You say, "the people who can least afford to buy the tickets are the likeliest to buy them." I totally agree with that statement. Not only is it correct, but they are probably also subsidized in some way by taxpayer dollars, which means we (taxpayers) are also paying for those lottery tickets.
I know of a person that receives nearly $800 per month SSD payments for "mental issues", deposited to her "pay card". This money is primarily spent on lottery tickets and cigarettes. The person works as a waitress and makes very good money - which, of course is under-reported to Social Security, lest they lose or lower the amount they receive.
The "safety nets" are no longer sifting through applicants, meant to catch and hold people who may otherwise slip into the bleakest of situations. Instead, they are like a basketball net – easily stretchable, and open ended.

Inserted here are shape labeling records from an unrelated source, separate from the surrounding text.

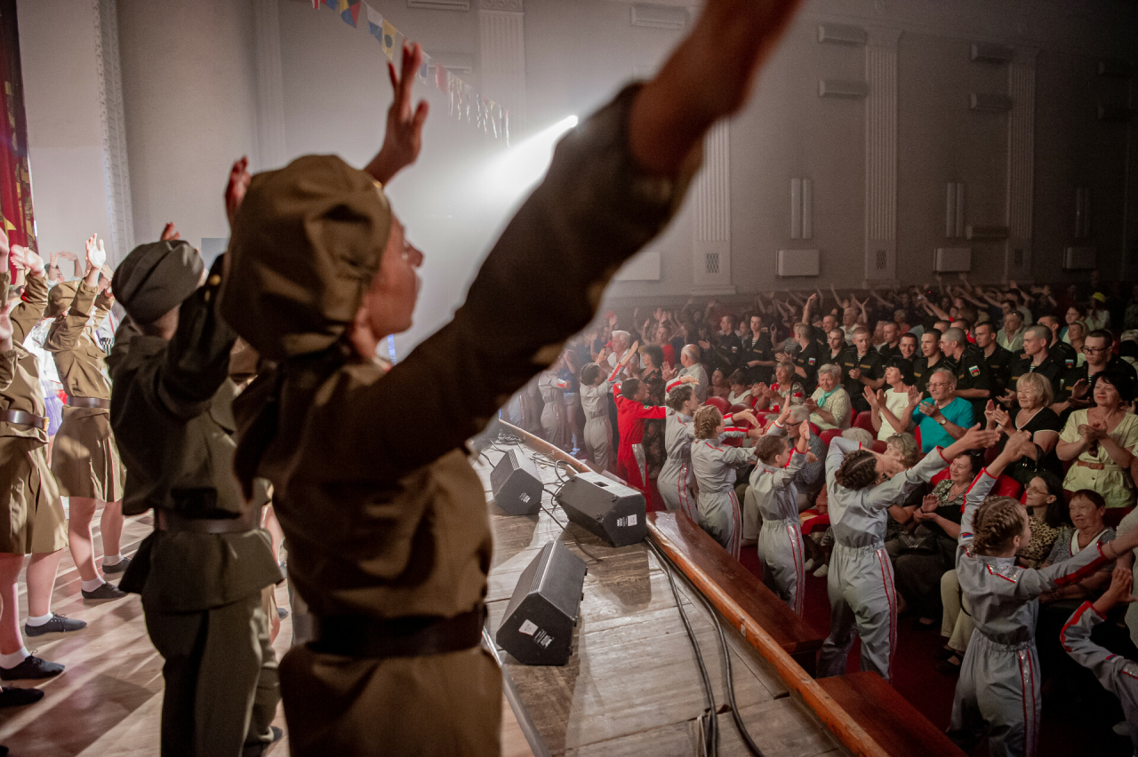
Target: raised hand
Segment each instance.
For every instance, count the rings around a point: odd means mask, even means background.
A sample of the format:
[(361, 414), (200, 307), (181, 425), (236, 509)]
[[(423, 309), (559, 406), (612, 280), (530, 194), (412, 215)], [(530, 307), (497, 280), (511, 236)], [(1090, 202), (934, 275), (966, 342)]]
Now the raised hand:
[[(241, 202), (245, 201), (245, 192), (249, 189), (249, 182), (253, 181), (253, 174), (249, 173), (249, 159), (241, 156), (240, 159), (233, 161), (233, 167), (229, 169), (229, 181), (225, 182), (225, 217), (229, 218), (230, 228), (233, 227), (233, 218), (237, 217), (237, 211), (241, 207)], [(167, 230), (173, 230), (174, 224), (166, 224)], [(166, 232), (163, 231), (163, 239)], [(171, 239), (178, 239), (180, 235), (175, 235)]]
[(387, 110), (384, 147), (364, 168), (380, 184), (387, 184), (395, 174), (413, 164), (419, 158), (419, 150), (422, 149), (427, 101), (420, 100), (414, 107), (411, 105), (415, 74), (422, 61), (422, 48), (415, 42), (412, 47), (403, 45), (403, 60), (398, 73), (395, 70), (395, 64), (387, 64), (387, 75), (391, 80), (394, 97), (391, 107)]

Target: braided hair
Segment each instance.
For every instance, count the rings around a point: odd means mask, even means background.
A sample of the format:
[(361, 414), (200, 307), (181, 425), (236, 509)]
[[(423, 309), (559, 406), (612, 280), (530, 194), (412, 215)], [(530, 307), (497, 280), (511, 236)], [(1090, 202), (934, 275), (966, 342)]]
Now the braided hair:
[(667, 405), (668, 408), (670, 408), (671, 410), (675, 410), (676, 413), (683, 413), (684, 405), (687, 404), (687, 400), (692, 399), (693, 391), (695, 390), (692, 389), (691, 384), (683, 384), (682, 386), (676, 386), (668, 394), (667, 399), (663, 400), (663, 404)]
[(972, 521), (972, 543), (981, 555), (1004, 551), (1014, 538), (1023, 533), (1025, 522), (1026, 514), (1019, 500), (988, 497), (976, 508)]
[(844, 489), (869, 489), (877, 483), (877, 456), (867, 449), (850, 452), (834, 473), (834, 480)]
[(694, 422), (696, 439), (715, 439), (715, 432), (723, 422), (723, 413), (715, 405), (704, 405), (695, 410)]

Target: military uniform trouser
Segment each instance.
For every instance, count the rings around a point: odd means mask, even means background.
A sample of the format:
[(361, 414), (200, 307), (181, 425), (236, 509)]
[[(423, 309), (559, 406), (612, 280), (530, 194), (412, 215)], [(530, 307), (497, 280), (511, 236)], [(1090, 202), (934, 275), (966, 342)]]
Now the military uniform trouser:
[(272, 741), (280, 689), (259, 591), (197, 613), (147, 610), (146, 625), (165, 659), (163, 757), (237, 756)]
[(801, 615), (806, 593), (806, 556), (798, 521), (764, 521), (758, 549), (762, 583)]
[(292, 757), (497, 757), (502, 675), (481, 647), (344, 657), (294, 647), (281, 660)]
[(1008, 646), (973, 633), (953, 698), (953, 741), (971, 752), (987, 732), (991, 757), (1030, 757), (1041, 707), (1036, 642)]
[(897, 647), (897, 590), (893, 566), (881, 544), (834, 544), (826, 581), (830, 635), (818, 656), (818, 677), (846, 673), (853, 634), (861, 638), (861, 669), (889, 681)]

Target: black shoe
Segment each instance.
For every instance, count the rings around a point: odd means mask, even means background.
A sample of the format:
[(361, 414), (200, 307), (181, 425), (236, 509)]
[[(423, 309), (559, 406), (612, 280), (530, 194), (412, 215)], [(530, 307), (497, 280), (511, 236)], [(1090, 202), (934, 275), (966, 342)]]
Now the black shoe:
[(16, 667), (0, 667), (0, 681), (19, 681), (22, 679), (50, 679), (64, 672), (59, 663), (49, 663), (34, 655), (28, 655)]
[(106, 563), (104, 563), (102, 564), (102, 573), (104, 574), (107, 574), (107, 573), (122, 573), (123, 571), (126, 569), (126, 566), (130, 565), (130, 564), (131, 564), (131, 558), (129, 558), (129, 557), (124, 557), (123, 559), (118, 560), (114, 565), (107, 565)]
[(94, 591), (83, 591), (83, 599), (122, 599), (126, 596), (125, 591), (122, 591), (118, 587), (113, 583), (105, 583)]
[(2, 687), (0, 690), (0, 707), (23, 707), (43, 699), (43, 692), (39, 689), (15, 689)]
[(71, 633), (86, 627), (86, 621), (76, 621), (66, 615), (52, 615), (43, 625), (24, 624), (25, 637), (42, 637), (44, 633)]
[(241, 748), (241, 757), (262, 757), (262, 755), (269, 751), (269, 747), (273, 746), (284, 737), (284, 732), (281, 731), (275, 725), (270, 725), (269, 730), (272, 731), (273, 733), (273, 740), (270, 741), (269, 743), (265, 743), (263, 741), (254, 741), (253, 743), (245, 744)]

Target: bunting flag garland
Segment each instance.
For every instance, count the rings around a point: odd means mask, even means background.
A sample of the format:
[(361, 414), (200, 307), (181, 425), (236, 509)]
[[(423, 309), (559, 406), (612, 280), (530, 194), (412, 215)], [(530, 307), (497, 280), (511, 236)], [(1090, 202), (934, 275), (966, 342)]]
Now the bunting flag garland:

Monday, December 10, 2012 at 8:48 AM

Wayne in Hinesville, GA replied:

Carol, I have to echo what you said about the lady and the lottery tickets. I stopped at a converience store the other day and the lady in front of me bought $50 worth of lottery tickets. She then went to her car which had four small children ranging in ages from approx. 1 to 7 years old. The kids were dirty and their clothes were ragged. I would almost bet she was on welfare and paying for the tickets with taxpayer money. PARASITES!

Monday, December 10, 2012 at 9:14 AM

READY4ACHANGE in ILLINOIS replied:

So, does that mean that if one of these parasites win the lottery, we the taxpayers will get a check written to us? Or will the winner now state it is "her" money?? It is funny how we can have "MY" money and "THEIR" (taxpayer) money.

Monday, December 10, 2012 at 11:28 AM

wjm in Colorado said:

I play the lightning lottery. It costs nothing, and I have a better chance of winning. Not being a devil worshiper, Democrat, or islamist, if struck, my reward is Heaven. That is money well not spent.

Monday, December 10, 2012 at 12:26 PM

Tapdaddy in Indiana said:

The annoying part of lotteries to me is those astronomically huge winning pots. All they do is reinforce the idea, that illiterate people have concerning the government and money, the government just needs to print more money. It don't matter.

Monday, December 10, 2012 at 3:34 PM

enemaofthestatistquo in Monroe, GA replied:

Here in GA, several years past the local $million Lotto, (before affiliating with Powerball & MegaMillions), would start @$2M & grow as tickets were sold,. One period over several weeks, the Jackpot was won every week so the Lotto stayed at $2m for several consecutive weeks,. I thought that was just fine, many people having spent a dollar per ticket had suddenly, had a life changing occurrence. In the local major Atlanta newspaper there is a column called the Vent where people may call/write a short cultural/political Rant/Vent. One Person actually wrote that people should quit winning so the Jackpot could build. Maybe they wewe just ticked that the Hope scholarship funds & education appropriations were not getting adequate funding from the looto players and taxes would be raised (like that wouldn't happen anyway, OR the Person thought was worried should they win the Jackpot would be too small. Sidebar- some years ago the Lotto(s) expanded their numbers which caused the probability of winning to become even more astronomical, since my personal luck is so bad, I figured my chances of winning actually improved.

Monday, December 10, 2012 at 9:14 PM

pete in CA said:

A fine is a tax for doing bad.
A tax is a fine for doing well.
You just can't win!

Monday, December 10, 2012 at 5:55 PM

Lyna in AL said:

Once read that while the art of taxation is "maximum feathers with the minimum squawk" the art of the lottery is to persuade the pigeon to pluck himself and present his feathers on a silver platter. Or, as noted before, a lottery is a tax on math illiterates.